Visiting Maldivian President Mohamed Nasheed who met the business community last evening requested Sri Lankan investors to diversify their portfolios into other areas apart from tourism such as infrastructure, transport and the social sector in the Maldives.
“The Maldives is open for business,” President Nasheed told the SME sector and members of the Sri Lanka Maldives Bilateral Business Council (SLMBBC) when he met them at two separate events organized by the Federation of Commerce and Industry of Sri Lanka and Ceylon Chamber of Commerce respectively.
The Maldivian President said that his country intends to relinquish its ownership of a number of State owned institutions, acquired over the years, to the private sector.
|President Mohamed Nasheed (R) with Ceylon Chamber of Commerce vice chairman Dr. Anura Ekanayake (C). Also in the picture is the Maldives Minister of Economic Development Mohamed Rasheed (L).
Some of the areas identified for privatization are ports, airports, several transport, trading and electricity companies, water and sewerage system in North and South regions, waste management, several hospitals, schools and housing development projects.
He invited Sri Lankan investors to explore such areas and others including development of infrastructure facilities and investment in projects relating to the environment.
There are already several Sri Lankan investments in the Maldives and a number of bilateral agreements have been signed between the two countries over the years. Areas in which joint ventures have been pursued include air services, cultural and educational cooperation and economic and technological cooperation.
Citing a project carried out by the Galle Face Hotel management, he said, “The hotel owners are investing in a hotel in one of the islands in the Maldives where there is an airstrip that also needs to be developed. My question to you is this. Are you interested in the development and management of the airstrip?”
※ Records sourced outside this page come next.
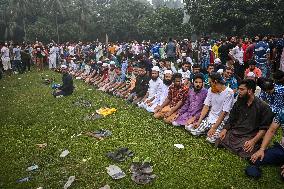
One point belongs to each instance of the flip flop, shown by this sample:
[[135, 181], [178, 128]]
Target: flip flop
[[135, 166], [115, 172], [116, 156], [146, 166], [120, 154], [126, 152], [143, 178]]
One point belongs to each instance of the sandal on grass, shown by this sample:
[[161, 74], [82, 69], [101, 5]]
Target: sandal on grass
[[143, 178], [120, 155]]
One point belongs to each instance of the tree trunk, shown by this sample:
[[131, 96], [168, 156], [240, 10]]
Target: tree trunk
[[25, 30], [57, 30]]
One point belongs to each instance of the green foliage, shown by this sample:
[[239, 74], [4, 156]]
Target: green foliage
[[163, 23], [41, 30], [237, 17]]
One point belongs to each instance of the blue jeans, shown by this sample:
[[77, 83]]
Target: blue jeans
[[272, 156], [17, 66], [58, 93]]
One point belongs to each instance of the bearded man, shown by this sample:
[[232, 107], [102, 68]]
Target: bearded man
[[191, 110], [249, 119]]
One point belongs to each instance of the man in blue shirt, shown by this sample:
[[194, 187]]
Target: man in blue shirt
[[262, 55], [230, 80], [269, 156], [17, 58], [273, 94]]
However corruption would not be tolerated, he warned. “This is a government that wants openness and transparency. Only thing we cannot tolerate is corruption,” he said.
Of past claims of corruption and nepotism, the President admitted that some of the contracts have been irregular. “But if we try to untangle this web, we don’t know where we will end up. My intention is to move forward,” he said. SLMBBC president Jayatissa Kehelpannala said that Sri Lanka would look at strengthening ties with the Maldives through joint ventures in a range of areas.
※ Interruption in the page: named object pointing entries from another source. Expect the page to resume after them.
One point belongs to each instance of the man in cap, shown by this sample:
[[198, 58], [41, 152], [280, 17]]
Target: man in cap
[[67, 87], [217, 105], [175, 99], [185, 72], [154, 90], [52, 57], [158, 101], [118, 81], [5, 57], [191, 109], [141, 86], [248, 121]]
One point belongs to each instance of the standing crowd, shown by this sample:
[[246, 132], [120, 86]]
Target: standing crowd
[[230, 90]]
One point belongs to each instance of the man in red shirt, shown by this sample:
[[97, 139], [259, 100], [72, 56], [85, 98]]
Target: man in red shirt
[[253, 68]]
“We hope to look into tourism promotion, education ventures, skills and human resource training and investing in the agricultural sector. In all this we want to explore new methods and techniques. The Council staff has diverse areas of interest and we could work together to create more opportunities,” he said.
On Friday, the Maldivian President who met President Mahinda Rajapaksa pledged to fully support Sri Lanka in the fight against terrorism.
He also expressed his appreciation of the efforts being taken by President Rajapaksa to restore peace in Sri Lanka and thanked the Sri Lankan government for the long standing support extended to the movement of good governance in the Maldives.
The two leaders also agreed to arrive at a mutually beneficial solution in relation to the problems faced by Sri Lankan fishermen who have to cross Maldivian territorial waters in sailing to the Arabian Sea.
President Nasheed said that he expected assistance from Sri Lanka in areas such as the establishment of a good civil service and added that he looked forward to assistance in carrying out an archaeological survey of the Maldives, the first to be done after 1922 and which was also led by an archaeologist from Sri Lanka.